Effective control of false discovery rate is key for multiplicity problems. Here, we consider incorporating informative covariates from external datasets in the multiple testing procedure to boost statistical power while maintaining false discovery rate control. In particular, we focus on the statistical analysis of innovative high-dimensional spatial transcriptomic data while incorporating external multiomics data that provide distinct but complementary information to the detection of spatial expression patterns. We extend OrderShapeEM, an efficient covariate-assisted multiple testing procedure that incorporates one auxiliary study, to make it permissible to incorporate multiple external omics studies, to boost statistical power of spatial expression pattern detection. Specifically, we first use a recently proposed computationally efficient statistical analysis method, spatial pattern recognition via kernels, to produce the primary test statistics for spatial transcriptomic data. Afterwards, we construct the auxiliary covariate by combining information from multiple external omics studies, such as bulk and single-cell RNA-seq data using the Cauchy combination rule. Finally, we extend and implement the integrative analysis method OrderShapeEM on the primary P-values along with auxiliary data incorporating multiomics information for efficient covariate-assisted spatial expression analysis. We conduct a series of realistic simulations to evaluate the performance of our method with known ground truth. Four case studies in mouse olfactory bulb, mouse cerebellum, human breast cancer, and human heart tissues further demonstrate the substantial power gain of our method in detecting genes with spatial expression patterns compared to existing classic approaches that do not utilize any external information.
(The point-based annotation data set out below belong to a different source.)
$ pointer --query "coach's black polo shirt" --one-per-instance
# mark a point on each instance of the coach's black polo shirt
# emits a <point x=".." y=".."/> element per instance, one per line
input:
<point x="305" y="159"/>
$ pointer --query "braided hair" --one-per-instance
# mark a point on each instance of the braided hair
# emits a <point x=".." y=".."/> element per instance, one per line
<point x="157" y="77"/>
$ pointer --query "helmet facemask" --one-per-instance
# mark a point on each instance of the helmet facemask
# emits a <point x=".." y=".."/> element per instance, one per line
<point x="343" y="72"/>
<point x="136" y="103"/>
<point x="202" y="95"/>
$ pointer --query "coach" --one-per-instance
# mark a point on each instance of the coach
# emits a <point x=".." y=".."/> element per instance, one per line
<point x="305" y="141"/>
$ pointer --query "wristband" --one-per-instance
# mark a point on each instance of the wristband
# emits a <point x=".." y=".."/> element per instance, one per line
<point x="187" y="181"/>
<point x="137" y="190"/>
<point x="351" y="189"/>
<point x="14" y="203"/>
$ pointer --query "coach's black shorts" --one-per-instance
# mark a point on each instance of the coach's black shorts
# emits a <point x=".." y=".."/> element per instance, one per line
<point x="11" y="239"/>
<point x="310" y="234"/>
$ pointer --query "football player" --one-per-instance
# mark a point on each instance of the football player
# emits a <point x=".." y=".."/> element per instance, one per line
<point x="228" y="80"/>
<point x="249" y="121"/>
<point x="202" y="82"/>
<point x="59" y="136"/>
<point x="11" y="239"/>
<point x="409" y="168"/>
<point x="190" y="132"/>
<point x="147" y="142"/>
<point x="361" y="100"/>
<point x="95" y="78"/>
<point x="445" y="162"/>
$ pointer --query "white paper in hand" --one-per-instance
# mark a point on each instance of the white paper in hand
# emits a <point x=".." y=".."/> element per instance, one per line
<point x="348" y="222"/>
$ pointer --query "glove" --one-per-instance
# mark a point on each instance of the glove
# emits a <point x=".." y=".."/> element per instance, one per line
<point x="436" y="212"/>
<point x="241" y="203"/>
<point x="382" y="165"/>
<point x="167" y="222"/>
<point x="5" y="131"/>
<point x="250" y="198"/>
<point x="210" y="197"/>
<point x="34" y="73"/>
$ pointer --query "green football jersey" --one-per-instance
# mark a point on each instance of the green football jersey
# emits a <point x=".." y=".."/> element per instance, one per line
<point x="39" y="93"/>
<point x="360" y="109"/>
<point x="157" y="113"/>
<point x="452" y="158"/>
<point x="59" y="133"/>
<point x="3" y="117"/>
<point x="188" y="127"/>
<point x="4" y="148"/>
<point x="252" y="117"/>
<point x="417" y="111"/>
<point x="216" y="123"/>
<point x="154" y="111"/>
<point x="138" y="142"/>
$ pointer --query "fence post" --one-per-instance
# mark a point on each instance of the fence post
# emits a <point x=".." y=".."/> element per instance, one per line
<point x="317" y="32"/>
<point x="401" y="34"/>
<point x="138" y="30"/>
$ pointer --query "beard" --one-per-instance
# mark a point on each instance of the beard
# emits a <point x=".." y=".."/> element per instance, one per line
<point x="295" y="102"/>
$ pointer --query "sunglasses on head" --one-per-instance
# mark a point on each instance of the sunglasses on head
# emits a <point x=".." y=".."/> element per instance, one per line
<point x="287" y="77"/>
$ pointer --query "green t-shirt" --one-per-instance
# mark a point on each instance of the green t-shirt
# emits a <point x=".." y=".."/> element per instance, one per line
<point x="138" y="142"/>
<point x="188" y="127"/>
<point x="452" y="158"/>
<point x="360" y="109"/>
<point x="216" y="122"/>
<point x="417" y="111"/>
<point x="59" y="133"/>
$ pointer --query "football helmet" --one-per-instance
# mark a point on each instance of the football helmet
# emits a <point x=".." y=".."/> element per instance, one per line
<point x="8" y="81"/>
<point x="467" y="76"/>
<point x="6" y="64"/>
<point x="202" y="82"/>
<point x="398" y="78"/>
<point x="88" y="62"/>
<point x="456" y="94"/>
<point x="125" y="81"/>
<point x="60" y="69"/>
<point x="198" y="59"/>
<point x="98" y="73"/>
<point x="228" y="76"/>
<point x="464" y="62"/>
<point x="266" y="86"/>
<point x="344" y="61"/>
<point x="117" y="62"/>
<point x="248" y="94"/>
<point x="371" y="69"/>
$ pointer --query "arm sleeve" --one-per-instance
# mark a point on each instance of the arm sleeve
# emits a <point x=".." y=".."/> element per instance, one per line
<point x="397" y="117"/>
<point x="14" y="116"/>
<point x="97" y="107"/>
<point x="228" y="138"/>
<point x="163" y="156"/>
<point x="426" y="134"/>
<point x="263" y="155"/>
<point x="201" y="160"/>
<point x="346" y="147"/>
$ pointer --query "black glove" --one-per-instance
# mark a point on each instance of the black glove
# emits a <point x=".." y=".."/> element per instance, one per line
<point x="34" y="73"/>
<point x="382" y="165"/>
有效的虚假发现率控制是解决多重性问题的关键。在这里,我们考虑在多重检验过程中纳入来自外部数据集的信息性协变量,以在保持虚假发现率控制的同时提高统计功效。特别是,我们专注于对创新的高维空间转录组学数据进行统计分析,同时纳入提供独特但互补信息的外部多组学数据,以检测空间表达模式。我们扩展了 OrderShapeEM,这是一种有效的协变量辅助多重检验程序,该程序可以纳入一个辅助研究,以允许纳入多个外部组学研究,从而提高空间表达模式检测的统计功效。具体来说,我们首先使用最近提出的计算高效的统计分析方法,即通过核的空间模式识别,为空间转录组学数据生成主要的检验统计量。之后,我们使用柯西组合规则来构建辅助协变量,该协变量由来自多个外部组学研究的信息组合而成,例如批量和单细胞 RNA-seq 数据。最后,我们在主要 P 值上扩展并实现了集成分析方法 OrderShapeEM,并纳入了包含多组学信息的辅助数据,以进行有效的协变量辅助空间表达分析。我们进行了一系列现实模拟,以评估我们的方法在已知真实情况时的性能。在小鼠嗅球、小鼠小脑、人类乳腺癌和人心组织中的四个案例研究进一步证明了与不利用任何外部信息的现有经典方法相比,我们的方法在检测具有空间表达模式的基因方面具有显著的功效增益。